Обреченный мир - Рейнольдс Аластер. Страница 33
– Держи у себя, ладно? Я левой рукой стреляю плохо.
– А ты старайся. Если нарвемся на боргов, я не собираюсь прикрывать всех одна. Вот, подержи. – Мерока вручила Кильону митральезу, а сама легко и непринужденно стала перезаряжать револьвер, словно занималась этим с рождения.

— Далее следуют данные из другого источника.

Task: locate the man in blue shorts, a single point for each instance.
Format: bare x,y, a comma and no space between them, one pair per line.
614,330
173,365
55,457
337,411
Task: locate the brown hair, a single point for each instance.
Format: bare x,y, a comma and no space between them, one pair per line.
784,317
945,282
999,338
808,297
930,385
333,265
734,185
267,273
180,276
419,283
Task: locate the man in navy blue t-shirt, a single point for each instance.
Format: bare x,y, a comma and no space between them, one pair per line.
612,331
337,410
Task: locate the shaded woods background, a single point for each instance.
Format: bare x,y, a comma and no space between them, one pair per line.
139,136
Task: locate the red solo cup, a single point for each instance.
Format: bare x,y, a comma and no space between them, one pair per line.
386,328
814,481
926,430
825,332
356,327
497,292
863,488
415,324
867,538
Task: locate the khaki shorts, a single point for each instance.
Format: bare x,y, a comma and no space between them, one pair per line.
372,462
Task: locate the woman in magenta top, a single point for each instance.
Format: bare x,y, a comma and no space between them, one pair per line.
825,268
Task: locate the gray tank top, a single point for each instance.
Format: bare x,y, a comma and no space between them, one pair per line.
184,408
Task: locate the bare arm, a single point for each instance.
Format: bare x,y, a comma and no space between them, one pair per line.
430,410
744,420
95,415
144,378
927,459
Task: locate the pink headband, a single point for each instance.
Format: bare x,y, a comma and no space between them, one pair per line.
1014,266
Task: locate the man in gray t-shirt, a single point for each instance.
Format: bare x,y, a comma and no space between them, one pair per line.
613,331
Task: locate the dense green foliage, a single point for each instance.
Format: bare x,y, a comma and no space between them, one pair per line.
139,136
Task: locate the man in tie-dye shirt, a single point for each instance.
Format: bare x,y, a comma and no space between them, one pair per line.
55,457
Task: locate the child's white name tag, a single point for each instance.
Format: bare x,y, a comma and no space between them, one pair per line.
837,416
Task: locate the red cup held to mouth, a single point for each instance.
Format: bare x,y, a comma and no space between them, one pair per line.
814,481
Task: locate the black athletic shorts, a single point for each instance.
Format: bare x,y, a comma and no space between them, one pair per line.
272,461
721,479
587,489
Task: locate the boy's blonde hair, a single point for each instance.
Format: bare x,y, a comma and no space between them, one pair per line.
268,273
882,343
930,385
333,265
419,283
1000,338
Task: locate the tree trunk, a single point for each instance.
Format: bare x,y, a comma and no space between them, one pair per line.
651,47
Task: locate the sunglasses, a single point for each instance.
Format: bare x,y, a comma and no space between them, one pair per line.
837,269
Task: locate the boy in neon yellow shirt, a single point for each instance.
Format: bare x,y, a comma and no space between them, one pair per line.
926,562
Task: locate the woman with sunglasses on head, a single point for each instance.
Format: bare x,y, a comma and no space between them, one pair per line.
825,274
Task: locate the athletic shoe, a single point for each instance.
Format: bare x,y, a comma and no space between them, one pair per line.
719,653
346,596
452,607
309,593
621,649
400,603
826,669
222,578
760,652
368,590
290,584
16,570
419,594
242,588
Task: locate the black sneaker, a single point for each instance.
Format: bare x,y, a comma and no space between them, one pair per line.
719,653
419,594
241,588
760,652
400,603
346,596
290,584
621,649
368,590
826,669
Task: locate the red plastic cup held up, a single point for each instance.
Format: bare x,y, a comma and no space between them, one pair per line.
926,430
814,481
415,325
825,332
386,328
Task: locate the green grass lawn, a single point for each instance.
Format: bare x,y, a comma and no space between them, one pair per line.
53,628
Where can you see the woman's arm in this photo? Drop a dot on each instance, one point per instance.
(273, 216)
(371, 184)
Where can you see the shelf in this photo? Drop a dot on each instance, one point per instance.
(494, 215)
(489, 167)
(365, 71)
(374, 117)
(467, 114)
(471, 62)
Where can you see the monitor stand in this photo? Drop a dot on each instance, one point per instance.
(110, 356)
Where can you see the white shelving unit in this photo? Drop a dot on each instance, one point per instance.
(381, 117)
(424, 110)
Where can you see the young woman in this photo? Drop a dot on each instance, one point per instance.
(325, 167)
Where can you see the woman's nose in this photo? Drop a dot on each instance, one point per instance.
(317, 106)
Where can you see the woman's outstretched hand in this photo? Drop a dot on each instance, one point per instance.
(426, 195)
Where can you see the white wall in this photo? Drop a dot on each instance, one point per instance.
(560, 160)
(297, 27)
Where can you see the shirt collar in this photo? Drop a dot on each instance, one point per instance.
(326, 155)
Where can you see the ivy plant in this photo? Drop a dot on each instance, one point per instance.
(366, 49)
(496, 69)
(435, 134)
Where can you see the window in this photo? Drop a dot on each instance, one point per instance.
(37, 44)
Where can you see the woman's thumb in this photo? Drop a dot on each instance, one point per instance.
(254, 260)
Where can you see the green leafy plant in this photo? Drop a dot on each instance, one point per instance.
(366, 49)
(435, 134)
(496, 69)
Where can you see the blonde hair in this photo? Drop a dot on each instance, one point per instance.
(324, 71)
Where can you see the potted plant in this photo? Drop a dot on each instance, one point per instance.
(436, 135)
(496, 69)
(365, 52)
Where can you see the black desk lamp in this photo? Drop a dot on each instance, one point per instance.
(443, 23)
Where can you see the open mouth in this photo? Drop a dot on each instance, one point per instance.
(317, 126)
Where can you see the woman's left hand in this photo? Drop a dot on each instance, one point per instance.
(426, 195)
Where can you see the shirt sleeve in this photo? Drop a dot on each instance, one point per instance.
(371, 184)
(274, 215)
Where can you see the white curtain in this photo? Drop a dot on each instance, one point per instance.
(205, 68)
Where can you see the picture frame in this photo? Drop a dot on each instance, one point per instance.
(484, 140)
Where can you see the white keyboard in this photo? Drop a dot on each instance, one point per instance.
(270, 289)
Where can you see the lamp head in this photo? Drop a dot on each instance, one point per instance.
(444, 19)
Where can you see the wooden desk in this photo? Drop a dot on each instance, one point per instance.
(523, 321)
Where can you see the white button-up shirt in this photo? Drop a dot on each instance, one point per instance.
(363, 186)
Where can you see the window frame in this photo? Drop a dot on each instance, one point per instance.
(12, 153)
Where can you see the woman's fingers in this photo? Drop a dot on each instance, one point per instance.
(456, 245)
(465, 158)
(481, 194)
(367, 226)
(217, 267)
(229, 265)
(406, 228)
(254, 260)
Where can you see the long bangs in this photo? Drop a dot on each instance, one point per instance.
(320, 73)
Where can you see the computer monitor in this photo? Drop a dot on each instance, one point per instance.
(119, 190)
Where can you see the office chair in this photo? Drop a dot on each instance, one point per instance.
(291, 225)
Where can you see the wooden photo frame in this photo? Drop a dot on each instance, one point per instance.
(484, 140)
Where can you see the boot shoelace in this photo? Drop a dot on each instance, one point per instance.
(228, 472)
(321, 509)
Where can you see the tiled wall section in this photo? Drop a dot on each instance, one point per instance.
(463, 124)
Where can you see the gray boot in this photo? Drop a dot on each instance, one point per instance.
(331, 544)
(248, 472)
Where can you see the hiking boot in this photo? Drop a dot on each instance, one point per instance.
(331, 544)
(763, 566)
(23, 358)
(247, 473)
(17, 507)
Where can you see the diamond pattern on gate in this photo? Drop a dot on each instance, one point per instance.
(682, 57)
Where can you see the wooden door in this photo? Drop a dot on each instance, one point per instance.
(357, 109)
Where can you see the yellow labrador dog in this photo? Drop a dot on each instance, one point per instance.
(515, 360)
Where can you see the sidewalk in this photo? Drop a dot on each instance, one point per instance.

Она брела вслед за Кильоном вперед – каждый шаг звучал невыносимо громко, – пока они не поравнялись с Калис и Нимчей. Мать и дочь смотрели на дорогу.
Мерока хотела вернуть револьвер Кильону, когда слева от дороги из мрака раздался хриплый крик:
– Эй! Э-ге-гей! Я тут попутчиков нашел. – Неизвестный грубо захохотал. – И ночка в самый раз. Эй, вы, стойте, давайте познакомимся!
Череп! Он выступил из сумрака, целясь в Кильона и Мероку из длинного ружья наподобие мушкета. Его тяжелые доспехи состояли из металлических пластин и всякого хлама, покрытого острыми пластинами и колючими скобами из костей. Металлический шлем закрывал бо́льшую часть лица, по бокам он расширялся, спускаясь к плечам. Для пущего эффекта к корпусу прикрепили обломки черепа и костей – получились до нелепого большие глазницы, в которых едва виднелись глаза. Под доспехами была кольчуга до колен, на ногах – сапоги с шипами.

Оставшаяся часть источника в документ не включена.